Lawmakers who deliver money for hometown pet projects — what Americans call “pork” — would have to be publicly identified under an election-year ethics bill passed by the U.S. House of Representatives on Thursday.
By a vote of 245-171, the House amended its operating rules so that the names of sponsors of such “earmarks” must be listed in legislation.
The measure was the second ethics-related bill to pass the House within 24 hours as Republicans who control it try to neutralize Democrats’ charges of corruption in Congress.
“We are blowing away the fog of anonymity so the public can have a clear picture of what the projects are, how much they cost and who is sponsoring them,” said Rep. David Dreier, a California Republican who has overseen ethics reform efforts.
Over the past year, a California Republican representative pleaded guilty to accepting $2.4 million in bribes in exchange for help in securing defense contracts and lobbyist Jack Abramoff, with close ties to House Republican leaders, pleaded guilty to fraud charges.
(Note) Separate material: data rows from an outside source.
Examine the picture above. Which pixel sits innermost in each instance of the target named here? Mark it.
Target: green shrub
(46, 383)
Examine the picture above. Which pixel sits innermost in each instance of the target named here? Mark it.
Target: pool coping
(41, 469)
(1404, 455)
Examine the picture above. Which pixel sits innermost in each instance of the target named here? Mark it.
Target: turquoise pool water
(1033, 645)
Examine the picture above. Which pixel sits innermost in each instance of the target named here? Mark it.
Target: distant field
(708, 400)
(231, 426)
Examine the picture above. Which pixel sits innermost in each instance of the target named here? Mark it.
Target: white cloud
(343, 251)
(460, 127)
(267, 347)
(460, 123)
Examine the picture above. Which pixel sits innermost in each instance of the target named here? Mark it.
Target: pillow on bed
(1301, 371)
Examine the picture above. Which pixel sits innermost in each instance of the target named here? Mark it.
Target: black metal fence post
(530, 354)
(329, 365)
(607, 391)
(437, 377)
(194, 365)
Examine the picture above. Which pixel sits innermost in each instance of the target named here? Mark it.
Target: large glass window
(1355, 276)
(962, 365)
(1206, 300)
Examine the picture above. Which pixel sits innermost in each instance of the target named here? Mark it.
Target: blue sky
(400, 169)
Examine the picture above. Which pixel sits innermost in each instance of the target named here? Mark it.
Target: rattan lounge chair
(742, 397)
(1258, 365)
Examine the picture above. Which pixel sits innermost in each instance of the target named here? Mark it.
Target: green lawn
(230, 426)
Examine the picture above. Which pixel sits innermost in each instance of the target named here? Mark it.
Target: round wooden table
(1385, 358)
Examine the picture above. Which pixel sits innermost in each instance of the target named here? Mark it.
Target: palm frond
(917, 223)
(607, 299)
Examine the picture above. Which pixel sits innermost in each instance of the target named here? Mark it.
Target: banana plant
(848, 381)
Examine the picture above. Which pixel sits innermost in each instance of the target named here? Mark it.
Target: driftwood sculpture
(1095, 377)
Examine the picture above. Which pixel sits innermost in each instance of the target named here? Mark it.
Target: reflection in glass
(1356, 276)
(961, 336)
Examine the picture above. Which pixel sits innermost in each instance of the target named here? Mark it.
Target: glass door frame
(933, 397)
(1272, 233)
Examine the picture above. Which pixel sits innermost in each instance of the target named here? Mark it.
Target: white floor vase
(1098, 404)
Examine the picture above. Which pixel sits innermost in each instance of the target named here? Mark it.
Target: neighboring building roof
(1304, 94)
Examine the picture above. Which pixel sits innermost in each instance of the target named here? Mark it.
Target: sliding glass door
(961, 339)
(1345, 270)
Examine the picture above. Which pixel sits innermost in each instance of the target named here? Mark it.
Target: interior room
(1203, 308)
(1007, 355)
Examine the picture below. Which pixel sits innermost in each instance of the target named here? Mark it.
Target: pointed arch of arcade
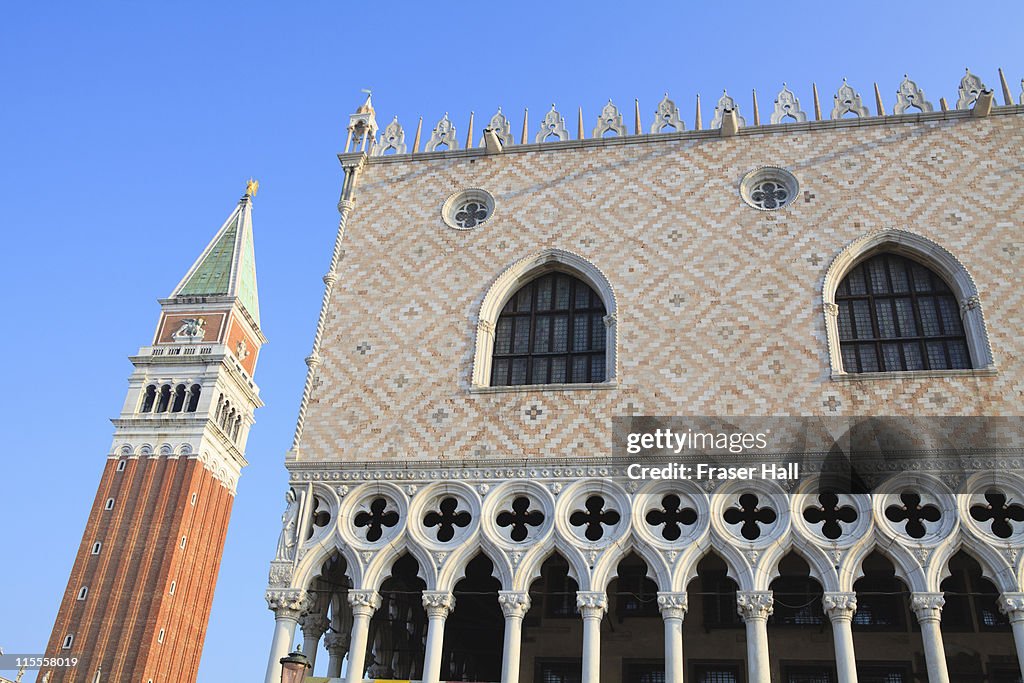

Rep. Louise Slaughter of New York, the senior Democrat on the House Rules Committee, called the reform “a deceptive bill that is riddled with loopholes.”
She and other Democrats complained that the changes would not apply to several kinds of legislation, including corporate giveaways in tax bills, and much of this year’s spending.
The liberal Center on Budget and Policy Priorities also said the Republican rules change left too many special-interest projects unrestricted.
“Any tax cut or tax break benefiting as few as two individuals or entities, such as two large multinational corporations, would be fully exempt,” the group said.
The explosive growth in recent years of “pork,” which fattens the size of money-bills and other legislation, has come under attack by critics who say the special-interest funds have added billions of dollars to U.S. debt for sometimes questionable projects.
The taxpayer funds often are secretly tucked into bills, sometimes at the last-minute in response to lobbyists’ requests.
The earmarks have ranged from money for a rock ‘n’ roll music hall of fame in Cleveland to a widely mocked “bridge to nowhere” in Alaska.
Democrats hope that in November elections they will capture the 15 additional seats they need to win control of the House. Republican leaders, sensing political trouble early this year, promised to enact wide-ranging ethics reforms.
But as other issues, notably national security, gained greater prominence, Republicans have scaled back their ethics agenda to pursue narrow reforms. Momentum for ethics reform also stalled because of divisions among Republicans.
On Wednesday, the House passed a bill establishing a new Web site to make it easier to track which companies win government contracts and grants.
Other critics of the earmark reform argued it provides no mechanism for deleting suspect funds from bills and might actually embolden lawmakers to seek such money so they can brag to constituents about projects they have delivered home.